HMRC has confirmed its new methodology for calculating advisory electric rates (AERs) for business drivers using EVs.
It told Autocar Business that it will use figures published in the Office for National Statistics (ONS) quarterly index for domestic electricity, which forms part of the Consumer Price Index.
“The methodology used to calculate the Advisory Electric Rates was adjusted to incorporate figures published in the Office for National Statistics quarterly index for domestic electricity,” said an HMRC spokesperson, via email.
Senior members of the fleet industry were unaware of exactly how HMRC would calculate AERs since it moved from annual to quarterly reviews in December 2022. At the time, Paul Hollick, chair of the Association of Fleet Professionals (AFP), said: “We still don’t know where they are going to get their data to do it quarterly.”

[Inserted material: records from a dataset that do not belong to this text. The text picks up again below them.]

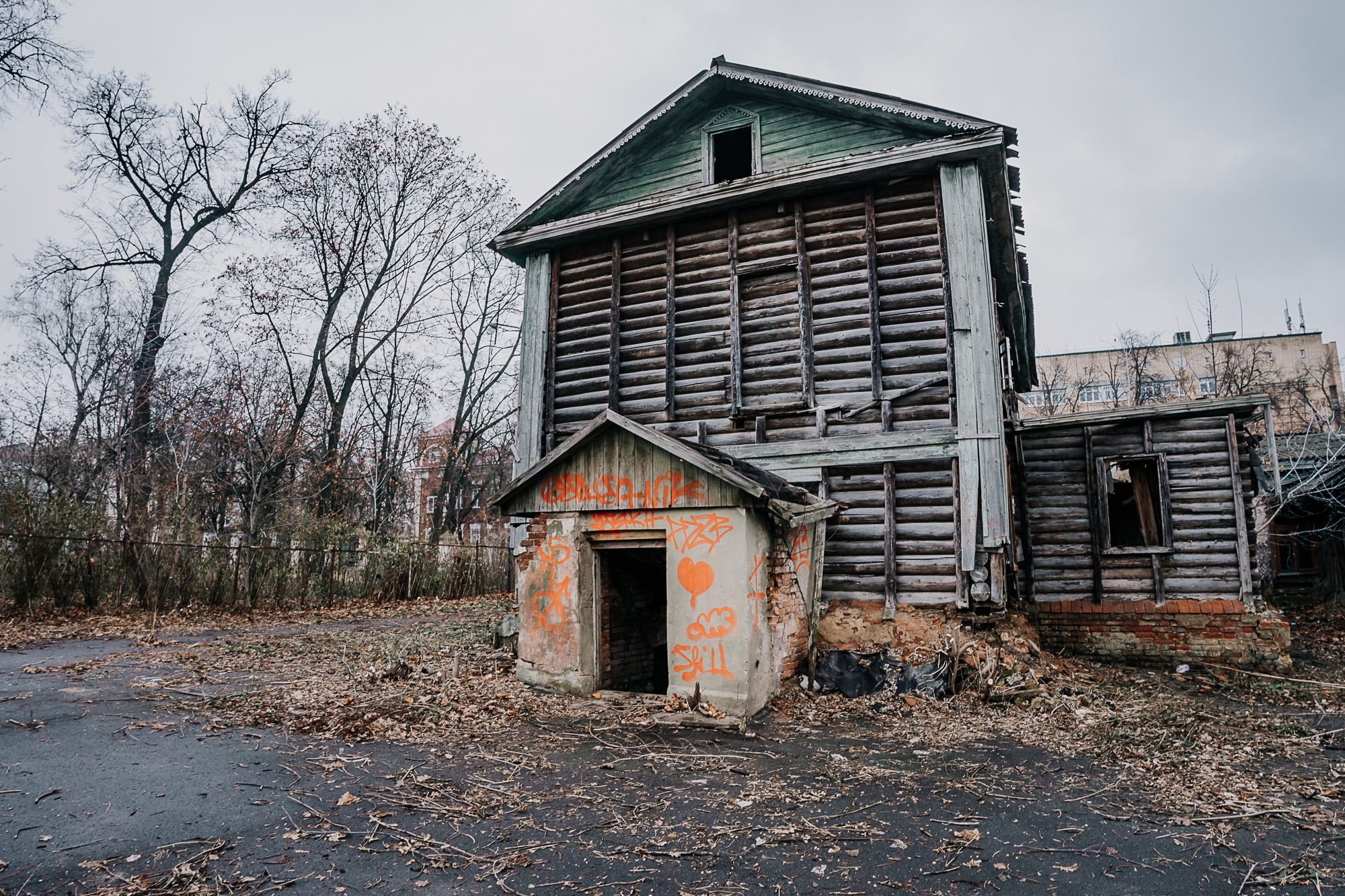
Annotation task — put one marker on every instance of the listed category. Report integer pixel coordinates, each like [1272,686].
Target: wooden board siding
[583,335]
[1204,559]
[767,364]
[790,136]
[921,505]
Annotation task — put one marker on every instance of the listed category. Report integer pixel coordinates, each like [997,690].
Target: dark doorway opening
[732,151]
[634,615]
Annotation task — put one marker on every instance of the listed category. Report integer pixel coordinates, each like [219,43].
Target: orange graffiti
[699,529]
[685,533]
[662,491]
[800,549]
[718,623]
[695,658]
[548,603]
[696,576]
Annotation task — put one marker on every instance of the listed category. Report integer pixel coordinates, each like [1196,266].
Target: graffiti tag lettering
[695,661]
[548,598]
[716,623]
[664,490]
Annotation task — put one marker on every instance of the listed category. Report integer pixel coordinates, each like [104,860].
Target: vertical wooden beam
[614,361]
[535,362]
[890,541]
[1245,559]
[1274,448]
[735,322]
[805,288]
[555,315]
[875,323]
[1020,482]
[962,602]
[670,326]
[1094,513]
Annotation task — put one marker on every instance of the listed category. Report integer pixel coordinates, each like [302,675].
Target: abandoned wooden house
[820,283]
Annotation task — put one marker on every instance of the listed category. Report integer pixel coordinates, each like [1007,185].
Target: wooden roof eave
[859,169]
[675,447]
[1198,408]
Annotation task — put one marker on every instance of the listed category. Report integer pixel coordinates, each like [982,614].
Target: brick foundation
[1144,634]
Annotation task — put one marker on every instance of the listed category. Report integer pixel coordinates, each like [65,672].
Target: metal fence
[60,572]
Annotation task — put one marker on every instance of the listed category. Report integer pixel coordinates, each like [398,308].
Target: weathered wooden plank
[1245,561]
[890,540]
[875,310]
[1094,513]
[614,345]
[974,337]
[670,326]
[535,342]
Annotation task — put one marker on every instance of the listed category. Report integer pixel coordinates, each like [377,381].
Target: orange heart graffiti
[696,577]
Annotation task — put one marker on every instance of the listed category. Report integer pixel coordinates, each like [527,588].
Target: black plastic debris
[857,674]
[852,673]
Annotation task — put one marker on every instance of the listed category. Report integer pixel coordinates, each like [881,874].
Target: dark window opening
[1135,503]
[732,154]
[1296,551]
[634,592]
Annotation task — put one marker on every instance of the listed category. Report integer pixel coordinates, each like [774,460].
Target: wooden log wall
[1204,563]
[774,313]
[921,505]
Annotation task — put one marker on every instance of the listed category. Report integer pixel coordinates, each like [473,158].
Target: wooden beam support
[735,322]
[805,287]
[1245,559]
[670,326]
[1274,448]
[1094,513]
[875,323]
[614,345]
[890,541]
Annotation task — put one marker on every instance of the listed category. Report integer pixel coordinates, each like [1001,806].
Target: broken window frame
[730,119]
[1102,475]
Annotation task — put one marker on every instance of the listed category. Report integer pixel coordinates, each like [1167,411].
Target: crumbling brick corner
[536,537]
[1141,633]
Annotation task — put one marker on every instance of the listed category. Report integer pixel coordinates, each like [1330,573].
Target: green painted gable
[802,122]
[790,136]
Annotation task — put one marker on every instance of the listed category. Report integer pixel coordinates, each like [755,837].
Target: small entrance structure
[657,565]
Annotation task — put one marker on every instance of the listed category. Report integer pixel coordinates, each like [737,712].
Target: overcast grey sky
[1153,136]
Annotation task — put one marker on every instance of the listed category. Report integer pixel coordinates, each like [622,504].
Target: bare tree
[1059,395]
[1137,354]
[482,335]
[33,63]
[165,184]
[383,224]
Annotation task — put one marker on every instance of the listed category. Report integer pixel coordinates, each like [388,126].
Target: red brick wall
[1141,633]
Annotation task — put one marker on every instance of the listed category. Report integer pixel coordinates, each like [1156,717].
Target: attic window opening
[732,154]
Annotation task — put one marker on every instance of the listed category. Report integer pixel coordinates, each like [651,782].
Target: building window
[1135,505]
[1098,395]
[732,154]
[1156,389]
[1040,397]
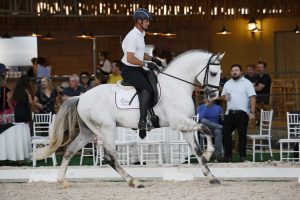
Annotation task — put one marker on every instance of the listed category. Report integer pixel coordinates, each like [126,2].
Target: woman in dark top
[45,99]
[22,99]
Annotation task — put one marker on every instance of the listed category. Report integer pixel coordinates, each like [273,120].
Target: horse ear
[220,57]
[215,58]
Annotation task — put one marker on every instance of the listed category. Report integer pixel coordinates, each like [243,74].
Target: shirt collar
[138,31]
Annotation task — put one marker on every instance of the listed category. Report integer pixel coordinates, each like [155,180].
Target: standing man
[133,62]
[251,74]
[210,114]
[240,96]
[262,86]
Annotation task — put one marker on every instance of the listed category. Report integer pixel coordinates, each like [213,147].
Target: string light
[166,8]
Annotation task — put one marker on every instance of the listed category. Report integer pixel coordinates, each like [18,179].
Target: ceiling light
[48,37]
[223,31]
[6,35]
[296,30]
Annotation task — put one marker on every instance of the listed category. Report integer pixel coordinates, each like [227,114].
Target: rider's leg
[144,99]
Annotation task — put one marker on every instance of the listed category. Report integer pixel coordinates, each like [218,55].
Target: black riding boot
[144,99]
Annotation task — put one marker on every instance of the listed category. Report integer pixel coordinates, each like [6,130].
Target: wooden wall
[69,54]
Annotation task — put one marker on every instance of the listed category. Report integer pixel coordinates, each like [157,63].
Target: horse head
[210,79]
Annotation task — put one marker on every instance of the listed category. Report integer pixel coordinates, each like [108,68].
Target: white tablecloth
[15,143]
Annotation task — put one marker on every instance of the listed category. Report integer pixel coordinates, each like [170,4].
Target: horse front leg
[84,137]
[188,128]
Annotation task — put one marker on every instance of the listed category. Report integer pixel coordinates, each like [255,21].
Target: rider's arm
[147,57]
[133,60]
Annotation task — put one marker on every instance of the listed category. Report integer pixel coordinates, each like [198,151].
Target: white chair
[8,118]
[293,127]
[99,152]
[40,138]
[150,148]
[179,149]
[90,151]
[264,134]
[126,143]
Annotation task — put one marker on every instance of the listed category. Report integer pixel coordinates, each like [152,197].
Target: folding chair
[179,149]
[264,134]
[40,138]
[8,118]
[293,126]
[150,148]
[126,143]
[89,151]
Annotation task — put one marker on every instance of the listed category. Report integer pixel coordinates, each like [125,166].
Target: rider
[133,62]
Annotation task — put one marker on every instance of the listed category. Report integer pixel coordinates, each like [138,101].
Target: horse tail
[62,130]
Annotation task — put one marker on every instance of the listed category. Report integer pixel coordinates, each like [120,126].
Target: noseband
[205,81]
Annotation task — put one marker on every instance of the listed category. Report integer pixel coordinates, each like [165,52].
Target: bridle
[205,81]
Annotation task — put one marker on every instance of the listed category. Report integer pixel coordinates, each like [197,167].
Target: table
[15,143]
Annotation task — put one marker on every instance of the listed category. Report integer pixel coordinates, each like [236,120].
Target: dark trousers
[137,76]
[237,120]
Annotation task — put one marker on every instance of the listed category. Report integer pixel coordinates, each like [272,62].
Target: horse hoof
[64,182]
[136,184]
[214,181]
[140,186]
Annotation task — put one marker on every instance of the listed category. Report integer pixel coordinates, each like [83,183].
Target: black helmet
[142,14]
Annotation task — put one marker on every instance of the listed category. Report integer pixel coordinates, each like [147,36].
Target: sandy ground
[244,189]
[154,190]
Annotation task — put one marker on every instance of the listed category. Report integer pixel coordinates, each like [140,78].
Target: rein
[205,81]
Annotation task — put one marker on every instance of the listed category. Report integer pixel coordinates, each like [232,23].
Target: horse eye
[213,73]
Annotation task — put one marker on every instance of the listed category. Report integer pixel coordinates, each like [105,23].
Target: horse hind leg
[85,136]
[110,157]
[189,137]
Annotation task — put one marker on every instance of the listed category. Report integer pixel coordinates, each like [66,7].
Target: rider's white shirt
[134,42]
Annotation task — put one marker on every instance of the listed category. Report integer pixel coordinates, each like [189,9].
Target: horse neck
[186,69]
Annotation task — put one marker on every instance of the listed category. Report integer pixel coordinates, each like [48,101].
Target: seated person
[74,88]
[209,115]
[115,75]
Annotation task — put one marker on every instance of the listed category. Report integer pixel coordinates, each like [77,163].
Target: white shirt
[240,91]
[134,42]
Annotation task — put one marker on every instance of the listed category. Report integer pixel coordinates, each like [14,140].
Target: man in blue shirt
[210,114]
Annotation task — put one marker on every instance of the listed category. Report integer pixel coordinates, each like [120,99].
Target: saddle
[151,76]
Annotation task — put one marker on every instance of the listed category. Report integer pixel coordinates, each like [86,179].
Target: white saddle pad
[126,97]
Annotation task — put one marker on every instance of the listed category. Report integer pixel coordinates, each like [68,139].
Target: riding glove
[152,66]
[157,61]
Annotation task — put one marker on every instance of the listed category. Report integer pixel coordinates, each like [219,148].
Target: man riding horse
[133,62]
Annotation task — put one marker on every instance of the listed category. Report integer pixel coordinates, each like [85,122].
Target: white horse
[97,115]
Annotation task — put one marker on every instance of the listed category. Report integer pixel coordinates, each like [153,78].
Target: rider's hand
[157,61]
[152,66]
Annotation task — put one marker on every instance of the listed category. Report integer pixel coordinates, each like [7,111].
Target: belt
[235,111]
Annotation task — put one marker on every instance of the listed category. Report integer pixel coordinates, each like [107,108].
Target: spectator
[237,92]
[22,100]
[251,74]
[32,72]
[85,80]
[115,75]
[74,88]
[105,64]
[98,78]
[262,86]
[211,114]
[43,68]
[5,106]
[45,99]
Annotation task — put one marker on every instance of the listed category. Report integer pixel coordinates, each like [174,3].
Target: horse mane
[185,53]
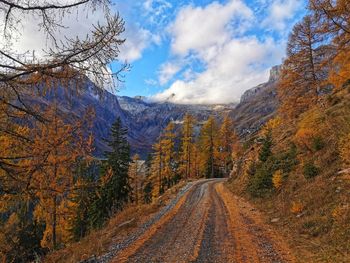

Responding to the use of ONS figures, he said he was “pleased that they’re using industry indices” but planned to compare it with the outgoing process to see how much difference it would make.
AERs were introduced in 2018 as a simple way to refund business mileage for electric car drivers – the EV equivalent of advisory fuel rates (AFRs) for petrol and diesel cars. They were previously issued in November and based primarily on data from the Department for Business, Energy and Industrial Strategy (BEIS).
HMRC contacted Autocar Business after this story was originally published, to clarify that it would still use BEIS data as part of the calculation.
“The AER value will continue to be calculated using the figures from BEIS and DfT, but will now be adjusted quarterly using the ONS energy figures.”
HMRC switched to quarterly reviews – in line with AFRs – in December, and increased AERs from five to eight pence per mile. The move followed calls from the fleet industry that rates had not kept pace with rocketing energy prices, as Autocar Business reported in September 2022.